Gott hat den Schuldschein, der gegen uns sprach, durchgestrichen und seine Forderungen, die uns anklagten, aufgehoben.
Kolosser 2,14
Ostern werden wir feiern! Mittendrin in diesem Monat!
Die Passionszeit liegt hinter uns, und der Karfreitag wird noch durchstanden werden müssen.
Die Woche vor Ostern empfinde ich immer wieder als die konzentrierte Zeit im Kirchenjahr, in der wir die Grunderfahrung des Lebens rituell begehen. Ich beschreibe sie als Spannung zwischen Lebens- und Todesmächten.
Ostern, der Glaube der Christen: Das Leben setzt sich immer durch. Das Leben behält den Sieg. „Tod, wo ist dein Stachel? Hölle, wo ist dein Sieg!"
Fast spöttelnd hält Paulus diese Glaubensaussage gegen die menschliche Erfahrung des Todes, dem wir mit seinen vielfachen Facetten immer neu ins Auge blicken müssen.
Am liebsten wollen wir Harmonie und keine zwieträchtige Auseinandersetzung.
Am liebsten wollen wir, dass alles klar und nicht so kompliziert ist.
Am liebsten wollen wir, dass alles erklärbar bleibt und wir nicht von irrsinnigen Erfahrungen geprügelt werden.
Am liebsten wollen wir von einem Erfolg zum anderen kommen und nicht den Misserfolg erleben müssen.
Am liebsten wollen wir eine lebendige, geistliche Gemeinschaft in unseren Gemeinden erleben und keine ums Überleben kämpfende Kleingruppe.
Wenn wir die Spannung des Lebens oder auch im Leben nicht wollen, werden wir immer eine Wirklichkeit ausblenden.
Kreuz und Auferstehung! Beides gehört zum Leben!
Schuldenberg, Schuldschein! O weh, wenn wir sie haben! Und wer hat sie nicht?

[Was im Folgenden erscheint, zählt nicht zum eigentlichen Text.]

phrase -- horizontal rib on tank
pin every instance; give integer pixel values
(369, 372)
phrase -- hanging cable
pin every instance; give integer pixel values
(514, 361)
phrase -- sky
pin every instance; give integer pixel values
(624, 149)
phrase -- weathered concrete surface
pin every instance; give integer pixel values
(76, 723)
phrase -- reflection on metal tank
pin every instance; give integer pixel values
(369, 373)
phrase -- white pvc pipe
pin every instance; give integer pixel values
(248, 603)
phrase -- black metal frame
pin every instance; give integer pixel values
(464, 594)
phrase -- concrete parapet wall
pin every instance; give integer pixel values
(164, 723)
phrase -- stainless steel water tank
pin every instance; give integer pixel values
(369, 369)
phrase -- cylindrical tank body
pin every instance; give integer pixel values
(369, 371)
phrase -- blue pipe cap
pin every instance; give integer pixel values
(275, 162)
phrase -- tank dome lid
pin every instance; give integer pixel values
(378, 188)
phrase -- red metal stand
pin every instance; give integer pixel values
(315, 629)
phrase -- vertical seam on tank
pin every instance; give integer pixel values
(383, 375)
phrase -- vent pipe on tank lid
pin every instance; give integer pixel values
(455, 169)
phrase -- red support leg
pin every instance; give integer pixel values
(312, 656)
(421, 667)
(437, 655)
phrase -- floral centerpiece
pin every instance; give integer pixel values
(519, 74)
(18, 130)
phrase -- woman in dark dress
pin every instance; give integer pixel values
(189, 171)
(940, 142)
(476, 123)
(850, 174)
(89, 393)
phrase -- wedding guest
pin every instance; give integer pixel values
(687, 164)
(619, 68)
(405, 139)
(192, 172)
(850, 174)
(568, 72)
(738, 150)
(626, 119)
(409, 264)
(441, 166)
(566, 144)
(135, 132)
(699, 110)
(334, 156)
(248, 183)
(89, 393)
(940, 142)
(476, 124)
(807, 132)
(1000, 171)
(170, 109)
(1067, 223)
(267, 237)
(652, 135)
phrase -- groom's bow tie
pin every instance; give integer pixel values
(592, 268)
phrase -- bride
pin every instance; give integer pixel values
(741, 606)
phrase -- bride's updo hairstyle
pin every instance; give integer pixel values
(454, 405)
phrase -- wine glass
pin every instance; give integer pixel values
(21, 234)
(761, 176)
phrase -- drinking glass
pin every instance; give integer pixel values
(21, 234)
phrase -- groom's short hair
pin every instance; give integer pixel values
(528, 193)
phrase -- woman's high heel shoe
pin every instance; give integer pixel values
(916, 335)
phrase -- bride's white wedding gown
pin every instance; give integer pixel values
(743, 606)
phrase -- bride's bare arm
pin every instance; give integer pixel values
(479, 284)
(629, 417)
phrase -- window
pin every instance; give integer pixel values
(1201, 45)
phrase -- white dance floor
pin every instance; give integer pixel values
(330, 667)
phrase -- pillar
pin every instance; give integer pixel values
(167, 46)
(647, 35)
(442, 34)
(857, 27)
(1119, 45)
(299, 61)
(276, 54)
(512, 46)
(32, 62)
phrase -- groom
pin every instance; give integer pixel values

Und wenn nicht gerade materiell, wie viel Schuld ist aufgetürmt zwischen Menschen durch Missachtung der Eltern, durch Tötung (und wenn es mit Blicken ist!), durch Ehebruch, durch Diebstahl, durch falsches Zeugnis, durch Missgunst ?
Und was ist mit der Schuld Gott gegenüber?
Durch die Herabsetzung seines Anspruches auf uns, indem wir ihn zur Randfigur des Lebens verdrängt haben, weil uns alles andere wichtiger wurde?
Durch die Bildern, die wir uns von ihm gemacht haben?
Durch den Wahn, die Wirtschaft als wichtigsten Lebensmotor zuzulassen und damit das Ausruhen von den Werken verlernen?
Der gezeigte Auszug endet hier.